These letters are to be as temporary as our poetry is to be permanent. They will establish the bulk, the wastage that my sour-stomached contemporaries demand to help them swallow and digest the pure word. We will use up our rhetoric here so that it will not appear in our poems. Let it be consumed paragraph by paragraph, day by day, until nothing of it is left in our poetry and nothing of our poetry is left in it. It is precisely because these letters are unnecessary that they must be written. In my last letter I spoke of the tradition. The fools that read these letters will think by this we mean what tradition seems to have meant lately—an historical patchwork (whether made up of Elizabethan quotations, guide books of the poet’s home town, or obscure bits of magic published by Pantheon) which is used to cover up the nakedness of the bare word. Tradition means much more than that. It means generations of different poets in different countries patiently telling the same story, writing the same poem, gaining and losing something with each transformation—but, of course, never really losing anything. This has nothing to do with calmness, classicism, temperament, or anything else. Invention is merely the enemy of poetry. See how weak prose is. I invent a word like invention. These paragraphs could be translated, transformed by a chain of fifty poets in fifty languages, and they still would be temporary, untrue, unable to yield the substance of a single image. Prose invents—poetry discloses.

A mad man is talking to himself in the room next to mine. He speaks in prose. Presently I shall go to a bar and there one or two poets will speak to me and I to them and we will try to destroy each other or attract each other or even listen to each other and nothing will happen because we will be speaking in prose. I will go home, drunken and dissatisfied, and sleep—and my dreams will be prose. Even the subconscious is not patient enough for poetry.

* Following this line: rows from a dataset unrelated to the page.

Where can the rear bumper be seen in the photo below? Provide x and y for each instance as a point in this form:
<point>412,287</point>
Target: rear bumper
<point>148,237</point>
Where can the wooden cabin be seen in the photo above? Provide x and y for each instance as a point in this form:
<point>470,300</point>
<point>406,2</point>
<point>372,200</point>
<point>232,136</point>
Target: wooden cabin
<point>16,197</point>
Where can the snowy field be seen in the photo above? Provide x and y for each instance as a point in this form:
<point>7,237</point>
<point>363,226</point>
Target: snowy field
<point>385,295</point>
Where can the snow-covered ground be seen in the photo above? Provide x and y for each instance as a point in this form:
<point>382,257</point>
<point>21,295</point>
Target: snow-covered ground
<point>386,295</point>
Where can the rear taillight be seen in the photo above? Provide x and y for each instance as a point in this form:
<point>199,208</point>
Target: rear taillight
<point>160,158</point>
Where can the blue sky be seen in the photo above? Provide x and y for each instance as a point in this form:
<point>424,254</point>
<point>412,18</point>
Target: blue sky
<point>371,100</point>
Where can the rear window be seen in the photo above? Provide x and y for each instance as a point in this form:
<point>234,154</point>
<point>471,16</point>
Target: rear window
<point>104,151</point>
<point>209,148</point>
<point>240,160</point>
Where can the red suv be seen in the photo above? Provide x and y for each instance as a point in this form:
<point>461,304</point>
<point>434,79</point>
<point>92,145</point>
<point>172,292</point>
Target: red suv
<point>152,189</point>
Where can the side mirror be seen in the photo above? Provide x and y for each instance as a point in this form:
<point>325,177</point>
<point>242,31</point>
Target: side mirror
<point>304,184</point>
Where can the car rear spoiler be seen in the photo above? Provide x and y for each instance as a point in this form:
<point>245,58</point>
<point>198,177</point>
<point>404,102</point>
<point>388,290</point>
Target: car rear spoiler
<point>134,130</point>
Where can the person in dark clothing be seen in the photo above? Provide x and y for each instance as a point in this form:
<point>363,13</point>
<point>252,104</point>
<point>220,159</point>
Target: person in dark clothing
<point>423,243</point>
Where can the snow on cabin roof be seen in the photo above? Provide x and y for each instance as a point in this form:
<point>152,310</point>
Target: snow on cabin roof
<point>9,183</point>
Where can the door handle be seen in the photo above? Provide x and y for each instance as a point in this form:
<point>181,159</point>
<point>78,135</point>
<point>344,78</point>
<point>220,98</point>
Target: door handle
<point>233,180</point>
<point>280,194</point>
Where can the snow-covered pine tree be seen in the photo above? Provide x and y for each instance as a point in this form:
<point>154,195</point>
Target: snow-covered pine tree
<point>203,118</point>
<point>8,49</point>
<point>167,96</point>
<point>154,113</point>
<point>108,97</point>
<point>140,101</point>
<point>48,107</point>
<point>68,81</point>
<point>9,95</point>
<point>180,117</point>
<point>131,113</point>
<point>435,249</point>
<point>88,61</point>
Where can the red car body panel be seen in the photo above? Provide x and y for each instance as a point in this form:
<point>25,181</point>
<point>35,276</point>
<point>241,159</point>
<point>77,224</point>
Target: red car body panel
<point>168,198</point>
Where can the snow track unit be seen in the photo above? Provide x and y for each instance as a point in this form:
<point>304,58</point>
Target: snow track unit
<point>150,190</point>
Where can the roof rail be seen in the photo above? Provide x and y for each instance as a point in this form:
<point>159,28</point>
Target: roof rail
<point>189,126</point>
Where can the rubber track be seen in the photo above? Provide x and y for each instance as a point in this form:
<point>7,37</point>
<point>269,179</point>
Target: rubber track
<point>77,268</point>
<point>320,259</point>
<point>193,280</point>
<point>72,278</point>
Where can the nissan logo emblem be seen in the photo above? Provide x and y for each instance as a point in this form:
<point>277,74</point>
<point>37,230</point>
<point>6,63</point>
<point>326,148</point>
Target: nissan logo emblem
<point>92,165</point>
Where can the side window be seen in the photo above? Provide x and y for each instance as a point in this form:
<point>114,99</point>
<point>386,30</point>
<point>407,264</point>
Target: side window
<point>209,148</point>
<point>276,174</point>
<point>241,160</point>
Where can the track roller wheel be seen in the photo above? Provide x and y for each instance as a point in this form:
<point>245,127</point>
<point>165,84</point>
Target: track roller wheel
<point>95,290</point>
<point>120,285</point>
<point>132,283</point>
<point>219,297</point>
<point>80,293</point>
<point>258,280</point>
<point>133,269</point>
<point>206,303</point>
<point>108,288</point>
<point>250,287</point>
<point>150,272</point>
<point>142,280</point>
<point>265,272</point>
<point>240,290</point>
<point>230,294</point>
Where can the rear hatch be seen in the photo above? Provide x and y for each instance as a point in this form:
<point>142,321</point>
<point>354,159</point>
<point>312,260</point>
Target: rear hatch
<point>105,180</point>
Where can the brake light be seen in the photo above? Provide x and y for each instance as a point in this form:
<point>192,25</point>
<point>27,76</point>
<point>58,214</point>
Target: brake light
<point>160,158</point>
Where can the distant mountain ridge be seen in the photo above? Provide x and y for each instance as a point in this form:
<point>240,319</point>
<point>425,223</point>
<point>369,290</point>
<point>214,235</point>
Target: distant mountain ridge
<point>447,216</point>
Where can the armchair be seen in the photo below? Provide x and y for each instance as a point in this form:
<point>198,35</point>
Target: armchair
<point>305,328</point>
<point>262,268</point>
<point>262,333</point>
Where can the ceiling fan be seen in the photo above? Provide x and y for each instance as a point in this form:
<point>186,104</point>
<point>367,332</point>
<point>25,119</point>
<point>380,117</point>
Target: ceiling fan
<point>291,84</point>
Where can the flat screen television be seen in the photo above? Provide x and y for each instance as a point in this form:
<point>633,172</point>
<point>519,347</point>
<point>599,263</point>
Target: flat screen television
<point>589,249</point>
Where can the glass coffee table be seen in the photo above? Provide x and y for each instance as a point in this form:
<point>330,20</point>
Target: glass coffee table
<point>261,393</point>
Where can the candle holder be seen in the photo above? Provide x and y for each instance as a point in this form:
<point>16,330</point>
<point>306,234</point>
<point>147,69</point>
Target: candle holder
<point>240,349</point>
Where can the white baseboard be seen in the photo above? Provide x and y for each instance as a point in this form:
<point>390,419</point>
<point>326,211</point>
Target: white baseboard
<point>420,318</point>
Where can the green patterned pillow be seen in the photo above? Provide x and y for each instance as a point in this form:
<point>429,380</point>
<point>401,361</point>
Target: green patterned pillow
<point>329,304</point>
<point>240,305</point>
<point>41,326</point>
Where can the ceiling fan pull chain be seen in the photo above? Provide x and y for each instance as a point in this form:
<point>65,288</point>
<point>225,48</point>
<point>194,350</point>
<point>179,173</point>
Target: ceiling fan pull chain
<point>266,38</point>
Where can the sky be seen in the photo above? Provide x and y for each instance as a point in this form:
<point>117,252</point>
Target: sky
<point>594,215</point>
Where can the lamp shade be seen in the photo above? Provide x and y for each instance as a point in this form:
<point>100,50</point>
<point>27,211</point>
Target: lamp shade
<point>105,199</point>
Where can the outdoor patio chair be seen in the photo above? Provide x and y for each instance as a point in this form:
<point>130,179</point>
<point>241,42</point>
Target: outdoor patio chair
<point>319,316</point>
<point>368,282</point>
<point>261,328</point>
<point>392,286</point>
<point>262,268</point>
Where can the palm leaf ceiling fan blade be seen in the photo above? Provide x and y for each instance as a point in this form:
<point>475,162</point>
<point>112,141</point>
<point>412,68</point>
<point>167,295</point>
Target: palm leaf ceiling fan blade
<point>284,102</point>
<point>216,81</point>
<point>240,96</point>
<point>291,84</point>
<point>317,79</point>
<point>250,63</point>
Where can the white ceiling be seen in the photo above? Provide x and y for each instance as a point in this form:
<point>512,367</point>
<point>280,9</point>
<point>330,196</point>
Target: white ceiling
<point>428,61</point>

You are dead and the dead are very patient.

Love,

Jack

Jack Spicer, “A Letter and Three Poems from After Lorca” from My Vocabulary Did This to Me: The Collected Poetry of Jack Spicer (Middletown: Wesleyan University Press, 2008) [my highlighting]  via 

(All of my favourite poets and playwrights - Chekhov, Lorca, Hughes - are formidable letter writers. I am envious because my correspondence reveals a terrible inconstancy. I cannot make the most of pens and words.)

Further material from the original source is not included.